The Serbian government was given forty-eight hours to respond. In the event, the Serbs accepted eight of the ten demands and suggested the remaining two be decided by international tribune. Within thirty minutes of Serbia’s response, the Austrian ambassador to Belgrade returned home, and the Serbian government ordered the mobilization of its army and moved its headquarters out of the capital to the town of Niš, which, until November 1915 and the defeat of Serbia, became the nation’s wartime capital.

On 27 July, Britain proposed a four-nation conference – with Britain, Germany, France and Italy – to find a solution to the unfolding crisis and the means to prevent its escalation.
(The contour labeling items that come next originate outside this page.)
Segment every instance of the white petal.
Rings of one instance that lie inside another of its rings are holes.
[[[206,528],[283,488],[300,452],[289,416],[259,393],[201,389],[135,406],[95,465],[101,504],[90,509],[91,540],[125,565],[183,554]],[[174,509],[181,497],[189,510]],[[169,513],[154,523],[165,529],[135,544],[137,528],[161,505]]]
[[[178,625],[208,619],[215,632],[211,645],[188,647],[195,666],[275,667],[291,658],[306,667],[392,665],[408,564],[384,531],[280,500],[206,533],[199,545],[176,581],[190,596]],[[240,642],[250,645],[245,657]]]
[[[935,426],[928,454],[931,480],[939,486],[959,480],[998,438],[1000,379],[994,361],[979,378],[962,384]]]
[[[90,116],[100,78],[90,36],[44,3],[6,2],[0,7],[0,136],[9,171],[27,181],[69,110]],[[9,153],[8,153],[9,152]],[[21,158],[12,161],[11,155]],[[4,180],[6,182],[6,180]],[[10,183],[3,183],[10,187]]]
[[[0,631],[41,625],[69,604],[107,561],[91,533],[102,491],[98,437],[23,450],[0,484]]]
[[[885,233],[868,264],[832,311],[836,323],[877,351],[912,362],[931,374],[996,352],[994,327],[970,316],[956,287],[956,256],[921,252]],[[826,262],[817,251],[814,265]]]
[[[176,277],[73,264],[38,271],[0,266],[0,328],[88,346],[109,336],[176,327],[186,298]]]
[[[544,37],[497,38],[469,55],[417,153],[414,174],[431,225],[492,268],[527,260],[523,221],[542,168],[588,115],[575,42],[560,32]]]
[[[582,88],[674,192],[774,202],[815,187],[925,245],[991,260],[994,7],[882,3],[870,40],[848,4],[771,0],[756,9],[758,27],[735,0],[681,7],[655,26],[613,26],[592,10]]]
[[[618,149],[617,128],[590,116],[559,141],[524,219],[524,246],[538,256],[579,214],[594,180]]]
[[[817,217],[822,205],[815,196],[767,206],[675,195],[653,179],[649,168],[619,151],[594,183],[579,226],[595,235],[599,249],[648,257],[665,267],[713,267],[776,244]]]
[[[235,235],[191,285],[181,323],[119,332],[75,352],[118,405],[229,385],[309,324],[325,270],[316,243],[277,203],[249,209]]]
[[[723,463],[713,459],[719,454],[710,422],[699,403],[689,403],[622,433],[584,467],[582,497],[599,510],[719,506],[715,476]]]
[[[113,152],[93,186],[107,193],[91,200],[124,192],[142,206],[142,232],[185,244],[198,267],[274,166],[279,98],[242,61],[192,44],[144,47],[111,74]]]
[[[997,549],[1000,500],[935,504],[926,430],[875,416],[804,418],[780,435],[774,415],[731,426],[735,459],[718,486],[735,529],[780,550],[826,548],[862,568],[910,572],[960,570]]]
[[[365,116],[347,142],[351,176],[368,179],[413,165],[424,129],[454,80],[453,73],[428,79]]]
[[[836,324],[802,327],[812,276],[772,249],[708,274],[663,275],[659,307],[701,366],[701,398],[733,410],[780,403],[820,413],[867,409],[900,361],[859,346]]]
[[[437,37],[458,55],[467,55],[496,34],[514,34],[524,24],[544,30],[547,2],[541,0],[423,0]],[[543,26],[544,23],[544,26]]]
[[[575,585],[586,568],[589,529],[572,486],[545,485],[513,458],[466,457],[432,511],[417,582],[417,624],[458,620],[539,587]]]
Germany spurned the offer. But not all was lost – on the same day, the Kaiser, uncharacteristically, declared, ‘We are not at war yet, and if I can, I shall prevent it.’

The following day, 28 July, the Kaiser returned to Berlin from his Norwegian cruise and, on reading Serbia’s reply, was delighted with their positive response, writing: ‘A brilliant solution – and in just 48 hours! This is more than could have been expected. A great moral victory for Vienna; but, with it, every reason for war is removed.’ But it was too late. Although more reasonable than was expected, Serbia’s response was not acceptable to the belligerent Austro-Hungarians. At the same time as the Kaiser was writing his optimistic response, Austria-Hungary declared war on Serbia. (The Serbian chief-of-staff, Radomir Putnik, happened to be in Budapest that day and was detained. Emperor Franz Josef, in an act of chivalry, ordered Putnik’s immediate release and safe passage back home.)

Events now moved quickly as the alliances and promises of the previous three decades and beyond fell into place. On 29 July, the first Austro-Hungarian shells started falling on Belgrade. The Serbian government looked to Russia, the self-appointed protector of all Slavs. The Russian leadership, which felt it had failed to support Serbia during the Balkan Wars, knew it had to offer its backing now or risk losing all influence in the Balkans. Hence, Russia heeded Serbia’s call and on 31 July began to fully mobilize its armies claiming it could not ‘remain indifferent’ to Serbia’s plight.